VGGT-SLAM++

arXiv cs.CV / 4/9/2026

📰 NewsSignals & Early TrendsIdeas & Deep AnalysisModels & Research

Key Points

  • The paper introduces VGGT-SLAM++, a complete visual SLAM system that uses geometry-rich outputs from the Visual Geometry Grounded Transformer (VGGT) to improve odometry and mapping performance.
  • Its pipeline combines a transformer-based visual odometry front-end with Sim(3) solving, a DEM-based graph construction module, and a back-end designed to restore high-cadence local bundle adjustment (LBA) for better trajectory stability.
  • VGGT-SLAM++ builds dense planar-canonical digital elevation maps per VGGT submap, patches them, and uses DINOv2 embeddings plus visual place recognition (VPR) to integrate submaps into a covisibility graph.
  • By retrieving spatial neighbors within a covisibility window, it triggers frequent local optimization that substantially reduces short-horizon pose drift and improves graph convergence while keeping memory usage bounded.
  • Experiments on standard SLAM benchmarks report state-of-the-art accuracy, faster convergence, and maintained global consistency using compact DEM tiles and sublinear retrieval.

Abstract

We introduce VGGT-SLAM++, a complete visual SLAM system that leverages the geometry-rich outputs of the Visual Geometry Grounded Transformer (VGGT).
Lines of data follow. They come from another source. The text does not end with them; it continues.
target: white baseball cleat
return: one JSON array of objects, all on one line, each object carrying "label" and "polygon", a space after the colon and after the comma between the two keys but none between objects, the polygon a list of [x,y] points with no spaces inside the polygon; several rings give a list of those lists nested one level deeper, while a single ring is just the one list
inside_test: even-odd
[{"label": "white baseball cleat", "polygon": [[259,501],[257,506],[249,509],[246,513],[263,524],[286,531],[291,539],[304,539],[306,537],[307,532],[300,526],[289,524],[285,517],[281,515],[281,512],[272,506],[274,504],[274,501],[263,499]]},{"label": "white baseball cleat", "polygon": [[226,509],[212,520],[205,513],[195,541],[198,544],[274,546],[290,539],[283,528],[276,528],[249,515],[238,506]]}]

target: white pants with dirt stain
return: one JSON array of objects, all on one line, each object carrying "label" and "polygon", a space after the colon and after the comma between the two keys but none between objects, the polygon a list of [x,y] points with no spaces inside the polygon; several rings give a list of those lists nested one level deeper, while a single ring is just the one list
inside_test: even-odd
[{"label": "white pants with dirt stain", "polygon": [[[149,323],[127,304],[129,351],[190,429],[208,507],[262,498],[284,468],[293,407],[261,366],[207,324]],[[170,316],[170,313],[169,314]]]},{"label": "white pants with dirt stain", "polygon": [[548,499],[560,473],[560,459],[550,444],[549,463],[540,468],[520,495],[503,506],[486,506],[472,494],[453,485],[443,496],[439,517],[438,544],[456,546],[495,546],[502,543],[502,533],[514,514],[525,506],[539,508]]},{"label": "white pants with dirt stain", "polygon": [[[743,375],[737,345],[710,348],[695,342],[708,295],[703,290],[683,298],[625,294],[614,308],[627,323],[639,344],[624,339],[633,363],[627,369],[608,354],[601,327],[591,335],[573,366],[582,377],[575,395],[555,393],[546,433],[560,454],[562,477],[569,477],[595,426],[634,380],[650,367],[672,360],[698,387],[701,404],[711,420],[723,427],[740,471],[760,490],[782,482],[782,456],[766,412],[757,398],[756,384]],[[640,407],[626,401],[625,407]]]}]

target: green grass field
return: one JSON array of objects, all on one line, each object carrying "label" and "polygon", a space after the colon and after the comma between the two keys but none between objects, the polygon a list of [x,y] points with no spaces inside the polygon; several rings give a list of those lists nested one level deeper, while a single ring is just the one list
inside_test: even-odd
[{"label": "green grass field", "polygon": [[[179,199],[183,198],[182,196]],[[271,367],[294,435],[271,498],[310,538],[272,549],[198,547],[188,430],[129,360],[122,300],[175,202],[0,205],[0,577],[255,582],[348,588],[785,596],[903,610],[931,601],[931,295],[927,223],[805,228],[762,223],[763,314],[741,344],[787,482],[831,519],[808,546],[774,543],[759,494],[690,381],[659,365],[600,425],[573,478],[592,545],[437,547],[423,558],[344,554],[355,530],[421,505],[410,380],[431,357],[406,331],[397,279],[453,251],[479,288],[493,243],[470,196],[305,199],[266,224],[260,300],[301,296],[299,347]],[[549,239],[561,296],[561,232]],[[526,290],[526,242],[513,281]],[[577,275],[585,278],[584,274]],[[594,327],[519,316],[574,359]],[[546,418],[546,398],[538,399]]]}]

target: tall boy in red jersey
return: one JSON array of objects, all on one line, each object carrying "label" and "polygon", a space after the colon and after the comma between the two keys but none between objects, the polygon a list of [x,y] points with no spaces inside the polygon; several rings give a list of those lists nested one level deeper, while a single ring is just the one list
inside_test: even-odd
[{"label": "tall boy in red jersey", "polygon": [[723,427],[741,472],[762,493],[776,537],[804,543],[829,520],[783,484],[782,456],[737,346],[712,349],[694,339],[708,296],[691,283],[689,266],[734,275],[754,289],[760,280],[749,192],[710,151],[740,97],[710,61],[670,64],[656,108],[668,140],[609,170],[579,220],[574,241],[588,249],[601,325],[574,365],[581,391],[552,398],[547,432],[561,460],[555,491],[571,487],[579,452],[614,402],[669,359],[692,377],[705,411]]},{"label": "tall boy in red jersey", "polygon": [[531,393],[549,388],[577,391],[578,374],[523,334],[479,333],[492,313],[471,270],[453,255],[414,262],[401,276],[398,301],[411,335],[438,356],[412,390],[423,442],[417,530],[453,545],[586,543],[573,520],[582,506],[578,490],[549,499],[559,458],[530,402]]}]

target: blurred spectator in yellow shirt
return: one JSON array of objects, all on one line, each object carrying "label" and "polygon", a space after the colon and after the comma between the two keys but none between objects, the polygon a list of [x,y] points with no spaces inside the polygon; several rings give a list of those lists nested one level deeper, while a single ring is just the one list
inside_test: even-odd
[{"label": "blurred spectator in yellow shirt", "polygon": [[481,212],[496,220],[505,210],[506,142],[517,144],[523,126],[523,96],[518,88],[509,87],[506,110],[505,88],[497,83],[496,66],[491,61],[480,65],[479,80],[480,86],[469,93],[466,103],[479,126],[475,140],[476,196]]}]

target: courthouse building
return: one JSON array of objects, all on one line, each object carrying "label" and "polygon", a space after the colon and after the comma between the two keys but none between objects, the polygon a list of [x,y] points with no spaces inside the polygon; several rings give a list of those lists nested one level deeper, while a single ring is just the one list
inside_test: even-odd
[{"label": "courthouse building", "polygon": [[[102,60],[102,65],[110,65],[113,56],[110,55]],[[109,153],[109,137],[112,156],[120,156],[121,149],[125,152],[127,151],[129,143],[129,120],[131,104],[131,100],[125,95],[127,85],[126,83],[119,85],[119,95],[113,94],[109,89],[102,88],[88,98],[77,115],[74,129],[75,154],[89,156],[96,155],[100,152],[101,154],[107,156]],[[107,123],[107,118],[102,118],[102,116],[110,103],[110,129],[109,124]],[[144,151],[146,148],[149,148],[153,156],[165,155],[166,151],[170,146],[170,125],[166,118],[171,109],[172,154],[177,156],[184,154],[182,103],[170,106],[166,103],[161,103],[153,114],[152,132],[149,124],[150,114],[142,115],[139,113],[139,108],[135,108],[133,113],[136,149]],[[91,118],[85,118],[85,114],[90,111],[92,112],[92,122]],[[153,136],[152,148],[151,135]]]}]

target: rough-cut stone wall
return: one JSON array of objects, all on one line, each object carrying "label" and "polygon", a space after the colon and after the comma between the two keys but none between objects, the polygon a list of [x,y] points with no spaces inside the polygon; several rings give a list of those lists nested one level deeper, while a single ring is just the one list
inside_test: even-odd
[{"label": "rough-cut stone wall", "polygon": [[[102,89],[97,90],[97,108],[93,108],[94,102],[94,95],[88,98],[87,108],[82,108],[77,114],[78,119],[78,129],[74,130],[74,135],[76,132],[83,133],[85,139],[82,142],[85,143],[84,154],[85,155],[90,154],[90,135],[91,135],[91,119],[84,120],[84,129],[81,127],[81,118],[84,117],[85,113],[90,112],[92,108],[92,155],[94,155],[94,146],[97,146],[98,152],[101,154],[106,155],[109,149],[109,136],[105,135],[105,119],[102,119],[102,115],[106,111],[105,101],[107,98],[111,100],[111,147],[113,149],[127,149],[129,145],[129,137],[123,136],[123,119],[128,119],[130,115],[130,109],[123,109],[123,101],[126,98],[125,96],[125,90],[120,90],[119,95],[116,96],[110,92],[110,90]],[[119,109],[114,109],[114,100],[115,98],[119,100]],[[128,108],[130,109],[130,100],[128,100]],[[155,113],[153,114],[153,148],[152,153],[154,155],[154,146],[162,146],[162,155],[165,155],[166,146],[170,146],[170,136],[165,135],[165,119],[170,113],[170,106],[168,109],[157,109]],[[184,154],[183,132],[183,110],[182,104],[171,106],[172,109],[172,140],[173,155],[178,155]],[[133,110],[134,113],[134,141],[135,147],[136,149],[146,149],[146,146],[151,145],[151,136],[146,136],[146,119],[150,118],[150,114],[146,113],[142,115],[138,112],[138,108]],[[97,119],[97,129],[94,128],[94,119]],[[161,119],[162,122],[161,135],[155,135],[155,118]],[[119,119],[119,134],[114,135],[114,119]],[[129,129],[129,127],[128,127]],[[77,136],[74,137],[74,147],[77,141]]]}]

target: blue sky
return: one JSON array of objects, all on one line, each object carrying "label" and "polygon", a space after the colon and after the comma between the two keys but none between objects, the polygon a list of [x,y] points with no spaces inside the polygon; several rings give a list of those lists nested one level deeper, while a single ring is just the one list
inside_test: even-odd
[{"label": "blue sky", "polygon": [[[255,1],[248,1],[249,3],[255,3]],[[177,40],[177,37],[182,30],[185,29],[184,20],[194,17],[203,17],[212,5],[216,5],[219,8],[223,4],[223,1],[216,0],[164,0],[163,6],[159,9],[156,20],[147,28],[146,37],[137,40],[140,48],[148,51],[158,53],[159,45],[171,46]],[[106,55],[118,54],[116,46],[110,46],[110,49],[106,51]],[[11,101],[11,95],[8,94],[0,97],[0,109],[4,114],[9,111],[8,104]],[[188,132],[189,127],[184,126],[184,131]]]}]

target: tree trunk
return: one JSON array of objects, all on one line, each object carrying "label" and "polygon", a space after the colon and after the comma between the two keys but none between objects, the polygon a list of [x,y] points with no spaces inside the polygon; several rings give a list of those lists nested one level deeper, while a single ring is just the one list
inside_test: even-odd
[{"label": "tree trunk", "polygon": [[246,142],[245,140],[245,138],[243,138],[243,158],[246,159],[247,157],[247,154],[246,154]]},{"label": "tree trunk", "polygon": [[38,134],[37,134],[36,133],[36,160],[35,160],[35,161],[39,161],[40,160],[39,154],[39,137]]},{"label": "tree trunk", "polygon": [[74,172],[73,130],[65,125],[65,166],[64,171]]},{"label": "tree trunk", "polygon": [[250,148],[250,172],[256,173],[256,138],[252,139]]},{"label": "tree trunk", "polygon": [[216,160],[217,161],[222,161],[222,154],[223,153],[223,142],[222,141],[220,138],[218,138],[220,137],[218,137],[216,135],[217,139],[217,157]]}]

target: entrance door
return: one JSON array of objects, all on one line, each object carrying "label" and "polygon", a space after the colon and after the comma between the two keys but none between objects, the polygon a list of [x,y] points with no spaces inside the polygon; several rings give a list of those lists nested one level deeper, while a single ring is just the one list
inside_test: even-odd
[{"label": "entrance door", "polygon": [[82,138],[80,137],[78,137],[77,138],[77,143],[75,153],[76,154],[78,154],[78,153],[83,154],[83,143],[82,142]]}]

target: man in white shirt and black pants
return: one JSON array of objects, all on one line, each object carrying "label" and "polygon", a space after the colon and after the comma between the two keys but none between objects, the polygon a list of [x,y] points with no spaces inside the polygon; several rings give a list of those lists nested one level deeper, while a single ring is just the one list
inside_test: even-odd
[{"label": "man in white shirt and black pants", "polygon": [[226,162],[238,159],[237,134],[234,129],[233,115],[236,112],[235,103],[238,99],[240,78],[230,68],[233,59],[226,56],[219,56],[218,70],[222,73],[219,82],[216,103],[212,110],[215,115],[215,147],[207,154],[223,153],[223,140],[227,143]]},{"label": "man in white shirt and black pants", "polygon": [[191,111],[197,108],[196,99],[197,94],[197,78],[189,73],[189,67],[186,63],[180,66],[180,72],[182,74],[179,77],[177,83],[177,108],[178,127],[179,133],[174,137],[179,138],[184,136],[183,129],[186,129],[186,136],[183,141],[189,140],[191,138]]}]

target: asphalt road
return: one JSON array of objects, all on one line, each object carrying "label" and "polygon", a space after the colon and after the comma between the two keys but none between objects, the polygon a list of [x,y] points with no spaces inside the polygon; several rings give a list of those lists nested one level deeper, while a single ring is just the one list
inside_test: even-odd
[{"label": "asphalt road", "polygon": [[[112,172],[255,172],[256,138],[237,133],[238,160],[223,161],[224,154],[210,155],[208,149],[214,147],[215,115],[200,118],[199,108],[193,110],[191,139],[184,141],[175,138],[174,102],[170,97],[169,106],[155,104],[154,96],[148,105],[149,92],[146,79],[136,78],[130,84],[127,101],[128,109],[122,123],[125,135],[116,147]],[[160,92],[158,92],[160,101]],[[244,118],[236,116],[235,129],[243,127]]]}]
The system comprises a visual odometry (front-end) fusing the VGGT feed-forward transformer and a Sim(3) solution, a Digital Elevation Map (DEM)-based graph construction module, and a back-end that jointly enable accurate large-scale mapping with bounded memory. While prior transformer-based SLAM pipelines such as VGGT-SLAM rely primarily on sparse loop closures or global Sim(3) manifold constraints - allowing short-horizon pose drift - VGGT-SLAM++ restores high-cadence local bundle adjustment (LBA) through a spatially corrective back-end. For each VGGT submap, we construct a dense planar-canonical DEM, partition it into patches, and compute their DINOv2 embeddings to integrate the submap into a covisibility graph. Spatial neighbors are retrieved using a Visual Place Recognition (VPR) module within the covisibility window, triggering frequent local optimization that stabilizes trajectories. Across standard SLAM benchmarks, VGGT-SLAM++ achieves state-of-the-art accuracy, substantially reducing short-term drift, accelerating graph convergence, and maintaining global consistency with compact DEM tiles and sublinear retrieval.